Square Enix schaffte mit „Dragon Quest Builders“ einen überraschenden Titel mit viel Tiefgang und interessanten Elementen. Klar kam die schnelle Überlegung, dass der Titel als dreiste Kopie von „Minecraft“ aufgenommen wurde. Jedoch könnten viele Elemente und die Geschichte mehr überzeugen. So sind wir gespannt, ob sich die Fortsetzung ebenfalls zu einem Erfolg mausert. So findet die Geschichte von „Dragon Quest Builders 2“ nach den Ereignissen des ersten Teils statt. Vor dem Start des Spiels, könnt ihr eine eigene Figur nach euren Wünschen erstellen. Habt ihr dies gemeistert, geht es direkt los. So wird unser Held von den sogenannten „Children of Hargon“ gefangen genommen. Deren Aufgabe ist es, alle Erbauer auf der Spielwelt zu erledigen. Jedoch kann unsere Spielfigur fliehen und gelangt auf eine Insel. Dort erlernen wir schnell den Charakter namens Malroth kennen. Er hat ein Problem, er kann sich nicht an die Vergangenheit erinnern.

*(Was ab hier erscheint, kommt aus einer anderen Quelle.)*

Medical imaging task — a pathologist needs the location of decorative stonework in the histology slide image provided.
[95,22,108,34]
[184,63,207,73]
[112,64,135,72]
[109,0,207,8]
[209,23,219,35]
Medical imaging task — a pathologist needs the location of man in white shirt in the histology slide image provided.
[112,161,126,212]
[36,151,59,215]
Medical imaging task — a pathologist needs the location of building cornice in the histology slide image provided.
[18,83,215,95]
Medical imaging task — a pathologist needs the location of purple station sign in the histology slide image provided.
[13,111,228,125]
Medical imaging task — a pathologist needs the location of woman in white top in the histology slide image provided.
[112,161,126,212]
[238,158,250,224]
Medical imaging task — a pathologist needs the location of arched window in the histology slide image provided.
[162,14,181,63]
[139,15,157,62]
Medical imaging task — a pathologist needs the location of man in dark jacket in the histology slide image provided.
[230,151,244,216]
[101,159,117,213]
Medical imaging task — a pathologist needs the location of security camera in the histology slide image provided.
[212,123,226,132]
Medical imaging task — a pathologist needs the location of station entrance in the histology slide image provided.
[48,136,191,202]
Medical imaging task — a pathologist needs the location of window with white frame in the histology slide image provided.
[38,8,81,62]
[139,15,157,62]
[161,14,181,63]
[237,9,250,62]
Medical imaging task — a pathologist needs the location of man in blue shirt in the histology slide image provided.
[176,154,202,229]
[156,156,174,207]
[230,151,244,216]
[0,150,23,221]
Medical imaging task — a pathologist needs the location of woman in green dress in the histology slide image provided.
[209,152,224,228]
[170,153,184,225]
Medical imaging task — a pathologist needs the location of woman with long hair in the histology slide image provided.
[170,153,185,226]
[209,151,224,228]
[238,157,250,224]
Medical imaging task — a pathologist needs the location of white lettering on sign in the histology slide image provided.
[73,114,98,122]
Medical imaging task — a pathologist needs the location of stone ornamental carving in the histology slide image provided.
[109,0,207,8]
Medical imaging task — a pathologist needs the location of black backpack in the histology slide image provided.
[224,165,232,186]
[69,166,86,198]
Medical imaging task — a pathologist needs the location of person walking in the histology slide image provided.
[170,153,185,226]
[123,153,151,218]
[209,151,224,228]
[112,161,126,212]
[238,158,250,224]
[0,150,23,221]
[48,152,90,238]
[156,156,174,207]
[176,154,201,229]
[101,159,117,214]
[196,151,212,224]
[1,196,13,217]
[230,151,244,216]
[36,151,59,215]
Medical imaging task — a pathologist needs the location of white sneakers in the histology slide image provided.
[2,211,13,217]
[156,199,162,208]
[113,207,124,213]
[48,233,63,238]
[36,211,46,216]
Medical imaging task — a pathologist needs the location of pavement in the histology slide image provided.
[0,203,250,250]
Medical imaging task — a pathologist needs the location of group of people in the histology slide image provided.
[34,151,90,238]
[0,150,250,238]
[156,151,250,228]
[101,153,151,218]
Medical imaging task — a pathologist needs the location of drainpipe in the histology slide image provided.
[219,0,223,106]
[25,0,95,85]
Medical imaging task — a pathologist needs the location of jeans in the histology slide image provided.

So erleben wir im Laufe der Handlung immer wieder schöne Überraschungen und spannende Momente, dadurch wird die Geschichte von „Dragon Quest Builders 2“ richtig unterhaltsam. Dabei werden die Figuren und Personen stets liebevoll und humorvoll gestaltet. Die Hauptmission des Spiels bringen euch Kapitel zu Kapitel weiter und bringen immer wieder neue Ansichten auf die Handlung des Spiels. Natürlich liegt der Fokus im Spiel, auf die Welt zu erkunden und bebauen. Auf der einen Seite besteht die Welt aus Blöcken, dennoch bekommt ihr eine wunderbar harmonische und lebendige Umgebungen mit tollen Charakteren geboten und vergesst schnell alles wieder. Ihr erkundet die liebevolle Welt und sammelt stets allerlei Rohstoffe ein. Diese benötigt ihr, um eure Ausrüstung, Waffen und andere Gegenstände zu bauen. Statt wie im Vorgänger stets eure Werkzeuge abnutzen, könnt ihr in „Dragon Quest Builders 2“ stets immer nutzen. Leider nehmen die Entwickler auch in den ersten Stunden zu stark an die Hand. Für Neulinge eine tolle Sachen, aber Kenner des Vorgängers eher langweilig. Immerhin kommen in den weiteren Stunden viel mehr Möglichkeiten und Freiheiten auf dem Spieler zu. Die Spielwelt zeigt sich sehr vielseitig und abwechslungsreich. So erwarten euch unzählige Aktivitäten und Herausforderungen. Unter anderem könnt ihr verschiedene Aufgaben erledigen oder Dungeons meistern.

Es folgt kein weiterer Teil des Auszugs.